But when the dog runs away, you know it. You can see it in the air.
You come home from dinner and realize the dog is gone. It’s always at night. The dog, the mother will say, wanted to be where the family was, so he ran off in search of us.
The kids trot to the garage and ready the bicycles. Then they find the flashlights, shaking them because somehow that makes the batteries come back to life.
The father doesn’t speak much – he gets his jacket and hops back in the car. In his head, he worries the most because he remembers what a dog does for a growing boy – he knows what that wild thing that sleeps in the shrub-shade does for a family.
And maybe you’ve lived with this family, but never known them until now. All of the sudden, this is your responsibility as well. All of the sudden you remember losing your dog. So you become part of this family. You become something important. An extra set of eyes, a forward observer, another wanting voice in the blackness chasing after the mangy animal that somehow manages to keep a family alive and together; that barely tamed thing with the panting tendency that makes a family what a family should be – a living organism needing only presence to exist.
So off you go, throwing your voice into the night, hoping canine ears will hear the trembling yells under the faint stars. Hoping maybe their awakened instincts will subside as they chase a very important trail and they’ll remember you. Hoping against all hope that it isn’t true what they say about animals not feeling things – but you still wonder and fear, If I was free for the first time – smelling some wild scent in my nose, a borderless world now open to me – would I go back?
And maybe you think to yourself that you wouldn’t, and you couldn’t blame the pup for bounding west with exhales of adrenaline billowing behind him as he knifes through the stale coldness.
But sometimes they come home.
They hear the cries of a family on patrol and finish the cataloging of those scents and then side gallop their way out of the night’s obscurity back to you – tongue out, perhaps feigning a limp for effect.

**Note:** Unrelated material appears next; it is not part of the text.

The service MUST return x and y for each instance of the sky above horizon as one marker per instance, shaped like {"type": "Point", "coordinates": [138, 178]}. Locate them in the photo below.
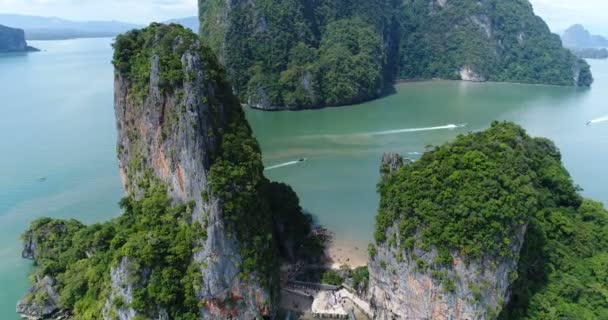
{"type": "Point", "coordinates": [559, 14]}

There's some dried blood caked into his coat, but he’s happy to see you.
And he smells of wilderness as you usher him into the crouched family huddle and his eyes are a little wider and the hair on his back stands on end. There are some new truths he knows – this was his bildungsroman.
Even so, he left the forrest to come to the cones of your flashlights and heel to the pleading you pressed against the night.
And when a dog chooses to come home, you really understand what home means to a particular family.